By late summer, the leaves of pumpkins and winter squash often appear
more white than green as a result of powdery mildew infection. This disease
is common on cucurbits, not just in the U.S. but around the world. All
species of cucurbit crops are susceptible, although resistant varieties
are available. In some years and locations the disease can cause major
reductions in production and/or fruit quality, and thus, profitability.
Damage can be diverse. Not only can powdery mildew reduce
yields because of decreased fruit size or number, but the premature senescence
of infected leaves can also result in lower market quality if fruit become
sunburned, or if they ripen prematurely. Winter squash that are infected
with powdery mildew may not keep as long in storage. Infected melons
may have low soluble solids and poor flavor. Pumpkins with powdery mildew
infection often have poor rind color and shriveled handles, and speckling
or other imperfections on their rinds. In addition, powdery mildew infection
predisposes plants to other diseases, such as gummy stem blight (also known
as black rot).
Powdery mildew is an aptly-named disease, because it is characterized
by a pure white ‘fuzzy’ growth on the upper and lower leaf surface, petioles
and stems. The white powder is actually made up fungal spores called conidia,
which are spread by wind. Unlike many other foliar diseases, powdery mildew
tends to develop and spread rapidly under dry conditions, without rainfall,
although it does thrive in high relative humidity.
Have spore, will travel. Powdery mildew spreads via
airborne conidia. It is believed that the disease moves up the east coast
to new plantings from locations where cucurbit crops are grown earlier
in the year. It’s also possible to have local sources of initial infection,
from greenhouse-grown cucurbits and verbena planted prior to field production.
In addition, successive cucurbit plantings can lead to the spread of infection
from field to field on a farm so new plantings should be physically separated
from older plantings to limit the movement of conidia.
Powdery mildew can spread quickly because it only takes 3 to 7 days
from initial infection to the appearance of symptoms, and a large number
of conidia can be produced in a short time. Favorable conditions for the
disease include dense plant growth, low light intensity and high relative
humidity. Infection can occur at 50 to 90 degrees F but 68 to 80 degrees
F is ideal. If it gets very hot, over 100 degrees F, the disease does not
Resistant varieties. An increasing number of cucurbit
varieties are available that have some resistance to powdery mildew. The
use of these varieties does not necessarily assure that powdery mildew
will not become a problem, but rather, it can delay the onset of the disease
or slow its development. Varieties that get their resistance from both
parent lines (homozygous) are more effective than those that get resistance
from just one parent (heterozygous). In catalogs these two types of varieties
may be described as resistant and tolerant, respectively.
The best way to manage powdery mildew on organic farms is to use
varieties with resistance to powdery mildew in combination with timely
applications of an effective, organically approved fungicide.
Find it early. Once you can easily see signs of powdery
mildew when walking through a field, it is too late to apply any treatments
for control. Organically-approved fungicides (as well as conventional materials)
work by preventing infection of healthy tissue, so starting treatment early
is key to their effectiveness. Uncontrollable, established powdery mildew
colonies [spots?] not only do not disappear when treated, they continue
producing 100s of spores. These give the spots their powdery appearance.

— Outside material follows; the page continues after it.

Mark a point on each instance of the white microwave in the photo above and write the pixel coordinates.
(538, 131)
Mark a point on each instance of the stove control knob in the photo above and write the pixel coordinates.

The more spores, the more opportunity that some will land by chance on
leaf tissue lacking spray deposit.
Start by scouting the oldest cucurbit plantings once a week as soon
as the first fruit start to enlarge. Examine 50 leaves by looking closely
at the top and underside of 5 old crown leaves in 10 different locations
in a field. The first signs of the disease are typically seen on shaded
lower leaves, on the leaf undersides.
What to spray. There are quite a few materials that
are labeled for control of powdery mildew that can be used by organic farmers.
Many of these materials, including several bio-fungicides, can provide
some suppression of the disease if applied in a timely fashion. However,
only a few materials provide consistent levels of control, according to
ongoing research by Dr. Meg McGrath at Cornell’s Long Island Horticultural
Research and Extension Center. Her studies show that sulfur and ‘stylet’
oil are the most effective materials for managing powdery mildew. Fixed
copper fungicides have overall been less effective, but can be highly effective,
perhaps reflecting variation among formulations, Organic farmers should
check with their certifying agent before applying any of these materials
to be sure they use an approved formulation.